В своей недавно вышедшей книге Оставшееся время Джорджо Агамбен на примере святого Павла описывает навыки и знание, необходимые для того, чтобы стать профессиональным апостолом[11]. Знание это мессианское, то есть знание о том, что знакомый нам мир подходит к концу, что время на исходе, что его нехватка обессмысливает любой род занятий, требующий стабильности мира и перспективы протяженного времени. Сама же профессия апостола, пишет Агамбен, заключается «в постоянном отрицании какого-либо дела» (от себя добавим – в депрофессионализации всех профессий). Сжимающееся время обедняет, опустошает все культурные знаки и занятия, сводит их до нуля или, по определению Агамбена, до статуса слабых знаков. Это знаки приближения конца света, знаки, заранее ослабленные нехваткой времени, обычно требующегося для созерцания сильных, прочных знаков. Однако при конце света именно такие слабые знаки восторжествуют над сильными знаками власти, традиций, равно как и над знаками протеста, желания, героизма и шока. При обсуждении подобных знаков Агамбен, очевидно, имеет в виду то, что Вальтер Беньямин назвал «слабым мессианизмом». Уместно также вспомнить греческий термин «кеносис» (сам Агамбен его не упоминает), относящийся к фигуре Христа – к его жизни, страданию и смерти как к стиранию всех знаков его божественного величия. В этом смысле сам Христос может предстать как слабый знак, который нетрудно – но было бы ошибочным – перепутать со знаком слабости, как это сделал Ницше в своем Антихристе.

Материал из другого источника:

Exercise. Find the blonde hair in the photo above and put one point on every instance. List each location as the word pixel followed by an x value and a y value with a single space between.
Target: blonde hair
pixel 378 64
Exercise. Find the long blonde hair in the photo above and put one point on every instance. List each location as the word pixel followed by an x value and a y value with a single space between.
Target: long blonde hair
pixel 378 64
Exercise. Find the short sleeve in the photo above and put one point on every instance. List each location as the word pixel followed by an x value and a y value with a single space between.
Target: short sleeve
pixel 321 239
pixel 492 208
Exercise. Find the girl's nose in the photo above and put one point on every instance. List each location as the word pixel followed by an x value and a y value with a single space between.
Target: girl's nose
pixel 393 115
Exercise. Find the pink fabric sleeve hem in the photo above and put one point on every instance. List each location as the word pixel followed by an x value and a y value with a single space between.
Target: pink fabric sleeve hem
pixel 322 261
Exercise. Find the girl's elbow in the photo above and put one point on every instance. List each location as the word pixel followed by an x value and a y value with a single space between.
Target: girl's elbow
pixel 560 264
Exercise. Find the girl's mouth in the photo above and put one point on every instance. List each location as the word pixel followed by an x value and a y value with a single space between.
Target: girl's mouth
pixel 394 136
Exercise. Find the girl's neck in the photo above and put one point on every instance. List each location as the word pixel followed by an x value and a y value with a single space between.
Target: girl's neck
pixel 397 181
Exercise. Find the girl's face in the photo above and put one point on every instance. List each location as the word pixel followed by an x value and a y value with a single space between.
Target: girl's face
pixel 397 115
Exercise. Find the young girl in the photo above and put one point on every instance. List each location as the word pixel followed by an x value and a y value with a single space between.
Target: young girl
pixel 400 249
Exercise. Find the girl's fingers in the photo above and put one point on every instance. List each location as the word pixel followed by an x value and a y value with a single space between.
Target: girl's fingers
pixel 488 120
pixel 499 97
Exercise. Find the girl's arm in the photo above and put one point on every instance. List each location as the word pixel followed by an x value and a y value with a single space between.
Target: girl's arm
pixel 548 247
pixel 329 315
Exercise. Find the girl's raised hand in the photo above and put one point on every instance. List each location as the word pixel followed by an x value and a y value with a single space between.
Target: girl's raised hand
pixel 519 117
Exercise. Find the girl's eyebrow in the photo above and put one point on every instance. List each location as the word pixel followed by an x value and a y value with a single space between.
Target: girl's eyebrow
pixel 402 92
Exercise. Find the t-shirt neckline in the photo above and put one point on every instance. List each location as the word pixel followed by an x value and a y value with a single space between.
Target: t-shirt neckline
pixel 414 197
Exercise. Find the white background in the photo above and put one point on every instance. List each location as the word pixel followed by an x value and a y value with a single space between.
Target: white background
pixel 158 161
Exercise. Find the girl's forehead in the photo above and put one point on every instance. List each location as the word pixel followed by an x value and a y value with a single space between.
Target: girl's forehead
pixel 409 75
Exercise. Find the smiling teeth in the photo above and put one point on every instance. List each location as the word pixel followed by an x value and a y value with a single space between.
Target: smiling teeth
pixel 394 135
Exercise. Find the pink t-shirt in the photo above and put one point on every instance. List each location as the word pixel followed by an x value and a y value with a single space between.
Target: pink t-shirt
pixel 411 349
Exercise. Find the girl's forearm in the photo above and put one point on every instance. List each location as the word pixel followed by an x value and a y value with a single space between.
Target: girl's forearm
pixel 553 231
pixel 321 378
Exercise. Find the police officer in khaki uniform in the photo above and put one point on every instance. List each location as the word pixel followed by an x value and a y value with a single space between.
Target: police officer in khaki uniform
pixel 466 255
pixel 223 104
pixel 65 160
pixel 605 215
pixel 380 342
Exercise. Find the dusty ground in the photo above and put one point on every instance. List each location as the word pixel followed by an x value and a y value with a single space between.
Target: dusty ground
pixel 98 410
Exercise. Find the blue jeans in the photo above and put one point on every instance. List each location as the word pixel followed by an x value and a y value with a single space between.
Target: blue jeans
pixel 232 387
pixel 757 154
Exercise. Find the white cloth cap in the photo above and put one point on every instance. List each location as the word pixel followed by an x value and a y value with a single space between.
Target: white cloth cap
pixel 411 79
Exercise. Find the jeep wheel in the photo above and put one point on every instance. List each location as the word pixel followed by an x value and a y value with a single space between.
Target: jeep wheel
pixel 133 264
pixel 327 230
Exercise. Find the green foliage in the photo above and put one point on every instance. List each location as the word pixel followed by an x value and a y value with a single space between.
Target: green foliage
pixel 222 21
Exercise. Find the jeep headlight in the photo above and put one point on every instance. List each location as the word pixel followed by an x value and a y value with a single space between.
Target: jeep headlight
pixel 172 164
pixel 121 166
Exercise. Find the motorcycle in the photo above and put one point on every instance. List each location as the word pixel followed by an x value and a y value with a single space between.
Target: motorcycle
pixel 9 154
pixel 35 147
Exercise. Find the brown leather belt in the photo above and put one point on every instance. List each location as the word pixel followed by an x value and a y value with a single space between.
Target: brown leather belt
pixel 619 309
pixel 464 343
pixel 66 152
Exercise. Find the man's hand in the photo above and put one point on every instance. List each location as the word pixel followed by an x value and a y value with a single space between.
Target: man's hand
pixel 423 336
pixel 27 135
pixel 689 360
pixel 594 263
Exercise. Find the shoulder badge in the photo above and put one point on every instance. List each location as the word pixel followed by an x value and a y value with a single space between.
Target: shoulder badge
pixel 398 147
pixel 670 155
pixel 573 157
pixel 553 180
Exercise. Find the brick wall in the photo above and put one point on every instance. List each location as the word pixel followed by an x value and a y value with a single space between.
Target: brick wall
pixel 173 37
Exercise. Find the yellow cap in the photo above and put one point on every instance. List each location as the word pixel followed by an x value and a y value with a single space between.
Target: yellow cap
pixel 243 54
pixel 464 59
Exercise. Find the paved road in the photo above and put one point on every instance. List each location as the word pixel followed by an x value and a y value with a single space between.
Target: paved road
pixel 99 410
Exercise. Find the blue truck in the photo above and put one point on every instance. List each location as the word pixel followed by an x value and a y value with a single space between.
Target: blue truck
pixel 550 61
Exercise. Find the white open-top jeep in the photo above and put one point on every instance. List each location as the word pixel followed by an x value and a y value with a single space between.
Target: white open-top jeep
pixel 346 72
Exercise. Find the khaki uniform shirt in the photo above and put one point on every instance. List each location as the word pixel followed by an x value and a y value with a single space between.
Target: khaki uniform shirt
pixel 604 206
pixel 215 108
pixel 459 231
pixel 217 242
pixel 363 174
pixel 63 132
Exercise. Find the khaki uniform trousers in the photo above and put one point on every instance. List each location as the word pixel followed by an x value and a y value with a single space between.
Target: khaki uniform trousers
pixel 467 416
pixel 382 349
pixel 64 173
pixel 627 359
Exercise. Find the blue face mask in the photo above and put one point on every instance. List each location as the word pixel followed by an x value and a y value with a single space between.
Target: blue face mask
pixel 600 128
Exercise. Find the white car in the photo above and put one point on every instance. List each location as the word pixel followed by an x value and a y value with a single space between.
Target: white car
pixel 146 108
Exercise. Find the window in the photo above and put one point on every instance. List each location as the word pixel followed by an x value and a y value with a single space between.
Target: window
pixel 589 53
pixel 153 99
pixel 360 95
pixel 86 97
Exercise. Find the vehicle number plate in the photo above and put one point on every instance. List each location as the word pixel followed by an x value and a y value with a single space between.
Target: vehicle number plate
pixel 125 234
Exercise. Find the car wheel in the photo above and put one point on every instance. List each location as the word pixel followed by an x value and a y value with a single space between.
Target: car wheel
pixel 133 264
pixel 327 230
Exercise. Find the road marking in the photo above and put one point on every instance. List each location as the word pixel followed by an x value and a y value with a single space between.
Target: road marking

Теперь можно сказать, что художник-авангардист выступает своего рода светским апостолом, вестником того, что время приближается к концу. Новое время, по существу, является эпохой непрестанной утраты знакомого мира и традиционных жизненных устоев. Это время постоянных перемен, исторических сломов, новых концов и новых начал. Жить в таком времени означает жить без времени, с чувством постоянного дефицита временных ресурсов, с ощущением того, что бо́льшая часть проектов неизбежно окажется незаконченной и заброшенной. Каждое новое поколение создает свои собственные проекты, равно как и свои технологии и профессии для их воплощения, однако все они оказываются неизбежно забытыми следующим же поколением. В этом смысле время, в котором мы живем сегодня, – не постмодернистское, а скорее ультрамодернистское, так как в нем нехватка времени становится всё более и более ощутима. Это видно и по тому, насколько все сегодня заняты: времени нет ни у кого и никогда.

Прошедшая эра продемонстрировала неизбежность гибели и исчезновения всех традиций и унаследованных жизненных порядков. Но и современность также не внушает нам доверия: мы разучились верить в то, что моды, равно как и манеры жить и мыслить, сколь-либо долговечны. (Уже в миг появления новой тенденции раздается вопрос о том, как долго она просуществует. И ответом, разумеется, в каждом случае является: «недолго».) Можно сказать, что не только Новое время, но и – в большей степени – современность хронически мессианистичны или, вернее, хронически апокалиптичны. Мы почти автоматически видим всё, что существует, и всё, что возникает, в перспективе неизбежности будущего его упадка и исчезновения.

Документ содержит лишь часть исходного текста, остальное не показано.